Schrock hasn't studied Humphries clinically, but "it's probably no coincidence that his concussions have been more frequent. The brain controls everything, including things like reaction time. Not reacting quick enough, not picking up the signals fast enough" make him more susceptible to being hit.

Medically, he's more likely to be injured if he is hit. "In terms of head injury in general, the odds of having another head injury once you've had one are 4 to 1; once you've had two, they're 8 to 1." Humphries is looking at number five.

Schrock says Humphries is likely to have already suffered brain damage, " 'Concussion' is an old neurology term," she says. "In my field we don't use that term. Instead we say, 'mild head injury' or 'mild brain damage.' In this whole discussion [of Humphries and other professional athletes] nobody says 'brain damage.' It has this bad connotation.

"Neuropsychology starts where neurology stops," Schrock says of her field. "It is the study of the relationship between mind and brain or brain and behavior in the broadest sense. Clinical neuropsychology is an applied science that looks at the behavioral expression of brain dysfunction. It's right smack in the middle between neurology and psychology."

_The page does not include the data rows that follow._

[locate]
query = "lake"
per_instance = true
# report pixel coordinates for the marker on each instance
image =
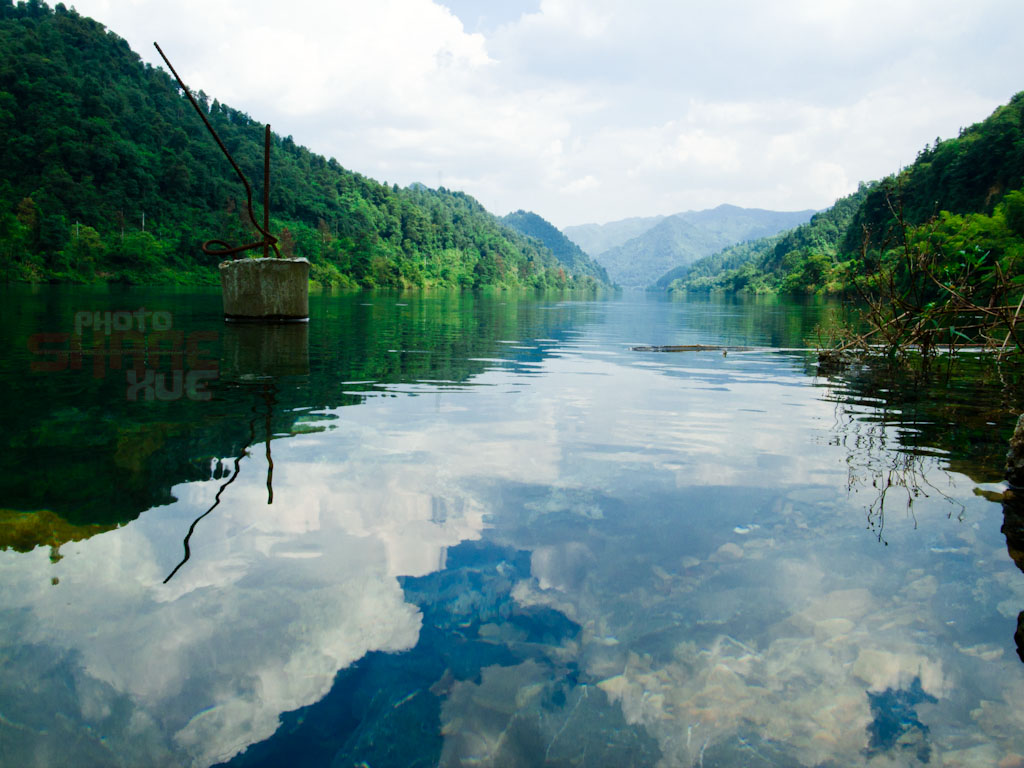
(463, 528)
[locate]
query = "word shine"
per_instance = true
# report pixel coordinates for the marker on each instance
(159, 364)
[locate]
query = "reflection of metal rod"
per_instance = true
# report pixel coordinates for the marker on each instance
(238, 468)
(269, 391)
(268, 398)
(268, 240)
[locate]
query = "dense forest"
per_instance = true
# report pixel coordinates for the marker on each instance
(956, 209)
(564, 249)
(108, 174)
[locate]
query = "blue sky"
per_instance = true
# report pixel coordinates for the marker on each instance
(598, 110)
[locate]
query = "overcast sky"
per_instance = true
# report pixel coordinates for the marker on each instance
(590, 111)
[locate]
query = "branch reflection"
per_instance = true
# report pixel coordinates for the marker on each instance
(257, 354)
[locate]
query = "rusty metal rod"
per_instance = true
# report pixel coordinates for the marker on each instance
(268, 240)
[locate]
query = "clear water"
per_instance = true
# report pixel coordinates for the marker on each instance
(480, 529)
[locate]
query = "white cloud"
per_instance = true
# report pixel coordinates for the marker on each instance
(765, 96)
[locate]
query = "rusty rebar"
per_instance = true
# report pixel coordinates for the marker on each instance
(268, 240)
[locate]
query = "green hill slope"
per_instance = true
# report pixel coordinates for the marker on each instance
(567, 252)
(107, 173)
(956, 195)
(682, 239)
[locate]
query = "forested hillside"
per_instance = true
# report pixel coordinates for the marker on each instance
(567, 252)
(108, 174)
(683, 238)
(958, 201)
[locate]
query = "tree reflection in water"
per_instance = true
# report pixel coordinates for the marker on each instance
(892, 419)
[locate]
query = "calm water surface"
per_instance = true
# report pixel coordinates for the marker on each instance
(456, 529)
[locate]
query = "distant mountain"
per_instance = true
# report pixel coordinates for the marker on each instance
(962, 196)
(596, 239)
(682, 239)
(108, 174)
(567, 252)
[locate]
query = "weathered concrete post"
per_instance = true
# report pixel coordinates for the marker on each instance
(265, 290)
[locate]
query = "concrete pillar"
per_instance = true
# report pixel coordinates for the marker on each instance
(265, 289)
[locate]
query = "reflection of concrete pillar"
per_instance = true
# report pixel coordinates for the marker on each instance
(265, 289)
(259, 349)
(1013, 514)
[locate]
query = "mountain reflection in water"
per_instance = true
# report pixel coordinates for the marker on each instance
(500, 537)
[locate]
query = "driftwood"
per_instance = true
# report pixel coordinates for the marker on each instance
(688, 348)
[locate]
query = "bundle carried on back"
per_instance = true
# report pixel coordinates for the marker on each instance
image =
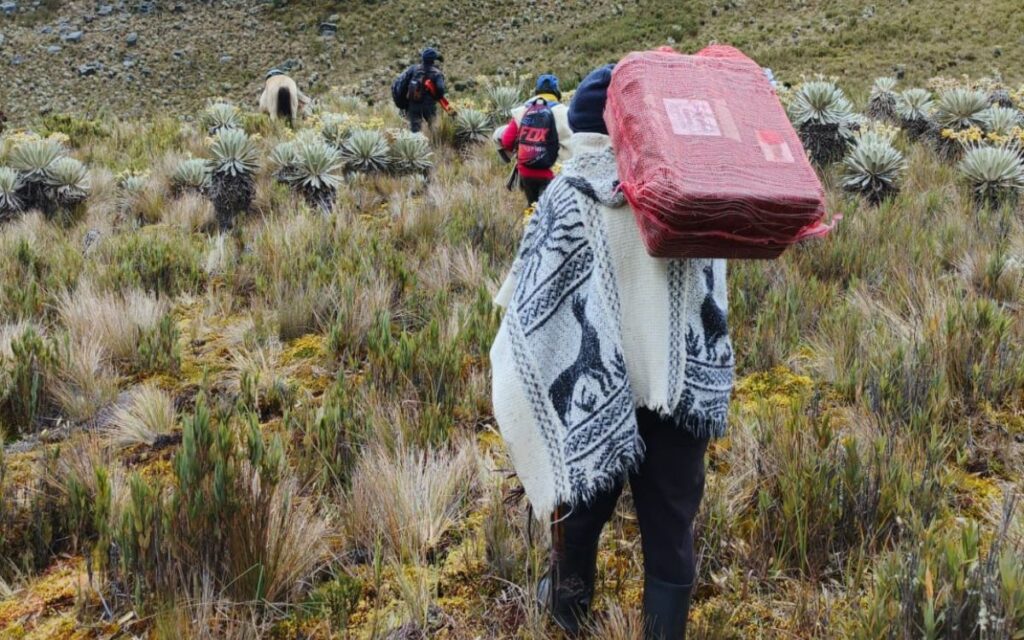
(708, 157)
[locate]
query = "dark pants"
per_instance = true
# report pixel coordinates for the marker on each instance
(534, 188)
(667, 492)
(419, 115)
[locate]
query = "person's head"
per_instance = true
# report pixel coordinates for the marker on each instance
(430, 55)
(587, 109)
(548, 83)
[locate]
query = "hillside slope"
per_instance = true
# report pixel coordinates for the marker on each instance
(79, 56)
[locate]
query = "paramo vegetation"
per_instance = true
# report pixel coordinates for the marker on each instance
(245, 388)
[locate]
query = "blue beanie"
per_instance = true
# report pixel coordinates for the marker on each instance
(587, 109)
(430, 55)
(548, 83)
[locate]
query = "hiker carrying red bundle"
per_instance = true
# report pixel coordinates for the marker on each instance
(538, 134)
(609, 366)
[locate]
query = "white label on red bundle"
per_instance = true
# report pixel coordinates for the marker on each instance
(773, 146)
(691, 117)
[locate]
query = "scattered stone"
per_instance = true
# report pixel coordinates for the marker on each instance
(90, 69)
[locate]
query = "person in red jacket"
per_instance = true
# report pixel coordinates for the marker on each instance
(540, 142)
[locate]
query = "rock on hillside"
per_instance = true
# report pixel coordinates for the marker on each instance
(134, 57)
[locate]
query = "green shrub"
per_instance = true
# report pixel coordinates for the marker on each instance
(79, 130)
(947, 585)
(165, 264)
(25, 375)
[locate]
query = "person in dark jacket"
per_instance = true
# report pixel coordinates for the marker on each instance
(423, 86)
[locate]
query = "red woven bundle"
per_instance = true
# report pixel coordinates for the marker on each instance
(708, 158)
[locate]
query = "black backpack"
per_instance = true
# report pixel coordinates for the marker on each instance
(538, 141)
(398, 89)
(416, 92)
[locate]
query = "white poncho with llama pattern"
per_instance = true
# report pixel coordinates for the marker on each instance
(596, 328)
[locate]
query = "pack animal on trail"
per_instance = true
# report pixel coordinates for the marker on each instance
(281, 97)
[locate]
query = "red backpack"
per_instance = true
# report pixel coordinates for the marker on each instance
(538, 141)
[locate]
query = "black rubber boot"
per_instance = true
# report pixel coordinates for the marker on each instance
(666, 607)
(567, 588)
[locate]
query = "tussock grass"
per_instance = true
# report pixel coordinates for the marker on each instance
(409, 500)
(330, 378)
(142, 418)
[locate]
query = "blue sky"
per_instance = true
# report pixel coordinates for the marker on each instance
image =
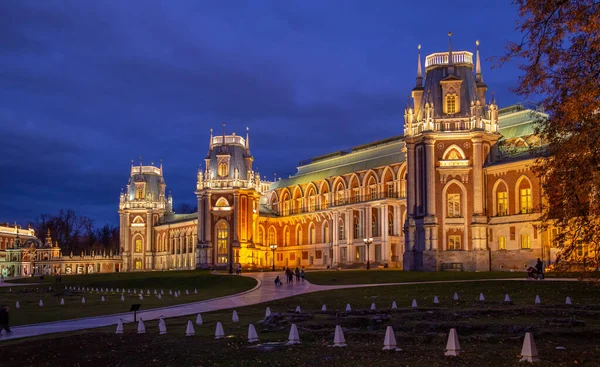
(87, 86)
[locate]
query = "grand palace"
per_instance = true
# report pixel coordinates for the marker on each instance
(454, 192)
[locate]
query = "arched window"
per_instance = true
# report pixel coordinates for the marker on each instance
(272, 237)
(222, 242)
(139, 245)
(451, 104)
(453, 205)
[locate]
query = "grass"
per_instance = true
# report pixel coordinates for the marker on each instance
(208, 286)
(490, 332)
(376, 276)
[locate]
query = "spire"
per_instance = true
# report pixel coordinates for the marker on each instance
(419, 72)
(478, 74)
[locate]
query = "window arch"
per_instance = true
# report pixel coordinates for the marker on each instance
(500, 198)
(524, 195)
(222, 242)
(272, 236)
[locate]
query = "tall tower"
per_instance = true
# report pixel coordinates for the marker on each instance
(140, 207)
(449, 133)
(228, 192)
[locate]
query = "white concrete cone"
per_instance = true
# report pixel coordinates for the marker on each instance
(453, 346)
(389, 342)
(293, 338)
(252, 335)
(141, 327)
(189, 330)
(162, 327)
(338, 338)
(529, 351)
(119, 327)
(219, 333)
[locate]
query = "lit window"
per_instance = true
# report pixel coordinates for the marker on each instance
(526, 203)
(502, 203)
(454, 243)
(451, 104)
(525, 242)
(222, 242)
(223, 169)
(501, 243)
(453, 205)
(139, 245)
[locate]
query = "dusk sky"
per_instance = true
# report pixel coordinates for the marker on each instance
(87, 86)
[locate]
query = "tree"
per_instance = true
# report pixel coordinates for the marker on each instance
(560, 51)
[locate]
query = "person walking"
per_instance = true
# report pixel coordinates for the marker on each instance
(539, 266)
(4, 319)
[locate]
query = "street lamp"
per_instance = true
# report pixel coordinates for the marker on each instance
(273, 248)
(368, 242)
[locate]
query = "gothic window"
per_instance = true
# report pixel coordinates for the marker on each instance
(223, 169)
(525, 242)
(451, 104)
(222, 242)
(502, 203)
(139, 245)
(453, 205)
(454, 242)
(525, 198)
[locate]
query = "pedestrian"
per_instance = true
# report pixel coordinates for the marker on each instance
(539, 266)
(4, 319)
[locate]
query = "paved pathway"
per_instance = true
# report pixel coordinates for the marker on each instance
(264, 291)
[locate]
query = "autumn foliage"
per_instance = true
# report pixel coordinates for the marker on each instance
(559, 55)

When a person suffers a head injury, a neurologist can give a "mental status test. If they fail that, they're in pretty bad shape. But just because they pass, it doesn't mean they're okay," Schrock says.

The effects of brain damage, even so-called mild brain damage, can be pervasive, she says. A complete battery of tests is needed to measure "concentration, reasoning, problem-solving, emotion," and other manifestations of brain activity.

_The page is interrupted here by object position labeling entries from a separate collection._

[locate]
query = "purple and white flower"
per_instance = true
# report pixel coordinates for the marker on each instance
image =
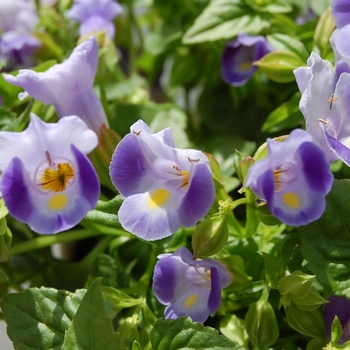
(238, 57)
(95, 15)
(293, 179)
(47, 180)
(325, 103)
(189, 287)
(18, 19)
(68, 86)
(164, 187)
(338, 306)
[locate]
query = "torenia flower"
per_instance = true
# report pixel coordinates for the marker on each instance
(68, 86)
(189, 287)
(338, 306)
(293, 179)
(47, 180)
(95, 15)
(18, 18)
(164, 187)
(325, 103)
(238, 57)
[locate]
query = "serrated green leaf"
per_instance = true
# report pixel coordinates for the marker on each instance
(120, 299)
(91, 327)
(326, 242)
(225, 19)
(184, 334)
(38, 318)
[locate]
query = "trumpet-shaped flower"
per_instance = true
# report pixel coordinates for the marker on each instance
(189, 287)
(164, 187)
(325, 103)
(95, 15)
(47, 180)
(68, 85)
(238, 57)
(18, 18)
(338, 306)
(293, 179)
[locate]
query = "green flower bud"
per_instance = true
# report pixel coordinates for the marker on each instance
(210, 236)
(309, 323)
(261, 323)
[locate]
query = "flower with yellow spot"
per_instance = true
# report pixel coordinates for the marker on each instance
(293, 179)
(164, 187)
(189, 287)
(47, 180)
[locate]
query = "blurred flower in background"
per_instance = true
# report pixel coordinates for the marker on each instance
(68, 86)
(18, 19)
(238, 57)
(293, 179)
(164, 187)
(95, 15)
(189, 287)
(47, 180)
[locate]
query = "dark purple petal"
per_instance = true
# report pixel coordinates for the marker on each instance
(165, 278)
(315, 167)
(88, 180)
(15, 191)
(338, 306)
(341, 12)
(214, 300)
(199, 198)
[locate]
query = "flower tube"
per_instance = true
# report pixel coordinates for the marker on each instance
(47, 180)
(164, 187)
(293, 179)
(238, 57)
(325, 103)
(18, 19)
(189, 287)
(95, 15)
(68, 85)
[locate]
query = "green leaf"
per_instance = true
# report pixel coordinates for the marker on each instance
(286, 116)
(184, 334)
(119, 299)
(279, 65)
(283, 42)
(273, 271)
(3, 276)
(326, 242)
(38, 318)
(225, 19)
(91, 327)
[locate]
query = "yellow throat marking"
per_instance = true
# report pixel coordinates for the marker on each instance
(56, 180)
(190, 301)
(158, 198)
(291, 200)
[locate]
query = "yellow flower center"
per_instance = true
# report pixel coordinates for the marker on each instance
(56, 180)
(158, 198)
(291, 200)
(190, 301)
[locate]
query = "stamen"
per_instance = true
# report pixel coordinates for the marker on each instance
(56, 180)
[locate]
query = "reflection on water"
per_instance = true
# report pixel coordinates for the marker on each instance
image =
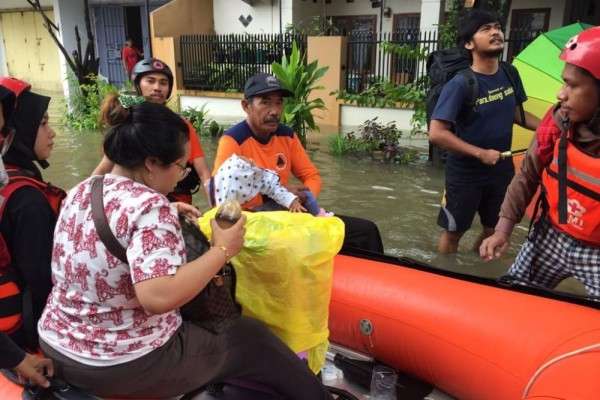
(402, 200)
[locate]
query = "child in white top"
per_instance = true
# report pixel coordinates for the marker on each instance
(240, 179)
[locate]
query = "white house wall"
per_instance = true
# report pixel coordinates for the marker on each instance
(303, 10)
(557, 12)
(265, 16)
(22, 4)
(223, 110)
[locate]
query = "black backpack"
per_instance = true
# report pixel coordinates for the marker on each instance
(443, 65)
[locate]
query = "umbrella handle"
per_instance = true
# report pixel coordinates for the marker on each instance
(509, 153)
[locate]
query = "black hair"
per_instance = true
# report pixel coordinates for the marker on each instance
(142, 131)
(471, 21)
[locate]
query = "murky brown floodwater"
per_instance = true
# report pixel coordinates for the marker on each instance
(402, 200)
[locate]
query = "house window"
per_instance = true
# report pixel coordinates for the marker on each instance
(362, 32)
(526, 25)
(405, 32)
(406, 21)
(346, 24)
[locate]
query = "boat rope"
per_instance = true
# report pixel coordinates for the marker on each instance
(555, 360)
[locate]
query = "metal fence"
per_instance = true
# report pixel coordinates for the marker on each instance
(225, 62)
(367, 62)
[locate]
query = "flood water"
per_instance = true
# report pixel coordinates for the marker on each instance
(403, 200)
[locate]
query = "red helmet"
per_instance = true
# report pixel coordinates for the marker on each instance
(15, 85)
(583, 50)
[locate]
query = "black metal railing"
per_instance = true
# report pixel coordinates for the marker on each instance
(225, 62)
(367, 62)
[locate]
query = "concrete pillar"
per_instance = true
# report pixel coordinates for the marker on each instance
(67, 15)
(329, 51)
(431, 10)
(3, 61)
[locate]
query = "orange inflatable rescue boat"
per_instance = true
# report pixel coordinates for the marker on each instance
(469, 336)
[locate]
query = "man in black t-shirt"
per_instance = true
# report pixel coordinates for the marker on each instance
(476, 176)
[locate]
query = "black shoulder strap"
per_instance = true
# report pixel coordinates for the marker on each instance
(101, 222)
(470, 105)
(510, 72)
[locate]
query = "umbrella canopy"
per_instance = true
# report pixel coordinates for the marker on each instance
(540, 70)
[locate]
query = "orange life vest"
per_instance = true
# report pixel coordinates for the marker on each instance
(10, 294)
(582, 194)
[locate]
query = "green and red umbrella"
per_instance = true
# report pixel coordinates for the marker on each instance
(540, 70)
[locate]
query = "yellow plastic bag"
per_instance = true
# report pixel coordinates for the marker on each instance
(284, 275)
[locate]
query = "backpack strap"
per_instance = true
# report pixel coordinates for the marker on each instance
(470, 104)
(511, 72)
(101, 222)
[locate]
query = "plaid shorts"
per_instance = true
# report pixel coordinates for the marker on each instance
(550, 256)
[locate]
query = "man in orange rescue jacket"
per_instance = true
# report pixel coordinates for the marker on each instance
(565, 158)
(272, 145)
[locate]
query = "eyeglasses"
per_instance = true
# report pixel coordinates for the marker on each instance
(185, 170)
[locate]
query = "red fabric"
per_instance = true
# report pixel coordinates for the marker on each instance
(130, 55)
(195, 146)
(583, 212)
(547, 134)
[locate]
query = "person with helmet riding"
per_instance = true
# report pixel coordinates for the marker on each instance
(153, 80)
(26, 228)
(564, 158)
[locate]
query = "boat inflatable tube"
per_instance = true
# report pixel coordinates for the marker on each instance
(472, 340)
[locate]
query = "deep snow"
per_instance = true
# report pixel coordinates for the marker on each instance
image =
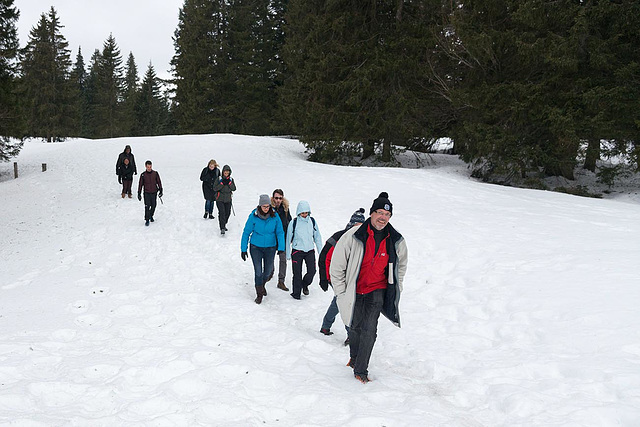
(520, 307)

"Your brain is the organ of self-awareness, so when it doesn't function so well, your self-awareness isn't so good either." That makes it dangerous to expect Humphries -- or any injured athlete -- to know when to stop playing. "A lot of what we deal with is not denial in the psychological sense, which is when you block something out because it's too painful to bear. With brain injury, it's lack of self-awareness because of the brain injury."

Brain-injured patients are likely to suffer an array of symptoms. Most important for an athlete are slower reaction time, lack of judgment, and a tendency to tire rapidly.

"It's more of a loss of efficiency, as opposed to a total loss of function," Schrock says. "The old computer is not working as fast it used to, like being a 33N rpm record in a 78 world. Information-processing speed is probably the number-one problem with a mild injury." Patients also experience "more day-to-day variability than those who haven't suffered brain damage.

"Like no other injury man has experienced, it changes the essence of who you are. You've lived with yourself for 30 years, and that changes in an instant. It takes a few years to get used to that." People persist in "using old strategies to use old strengths and weaknesses, so people have a rough couple of years."

Even if Humphries saw a neuropsychologist, "I'm sure they're not going to say", Schrock continues. "When I was a graduate student in Houston, the Houston Astros' star pitcher, J.R. Richard, right before the All-Star Game [in 1980], had a little stroke. A blood clot formed in his arm and traveled to his brain.

"'He'll be back in six months,' all the papers were saying, and all the graduate students said, 'That's it for him, he'll never be back.' The newspapers always play up how he'll be back, but you can't take an edge off someone who's the best of the best and have him still be competitive. The PR aspect of it is never going to let the public know. Look at [Reagan press secretary] James Brady; they all said he was going to get better." Richard recovered physically, but the stroke effectively ended his baseball career.

In a curious way, Stan Humphries is among the luckier victims of concussion, Schrock says. The hit he took was so hard that it knocked him out, leaving no question that he had been injured.

People who have suffered concussions under less dramatic circumstances have a harder time, Schrock says. "They are told, 'Go home and you'll be fine,' and when they aren't, they think they're going crazy."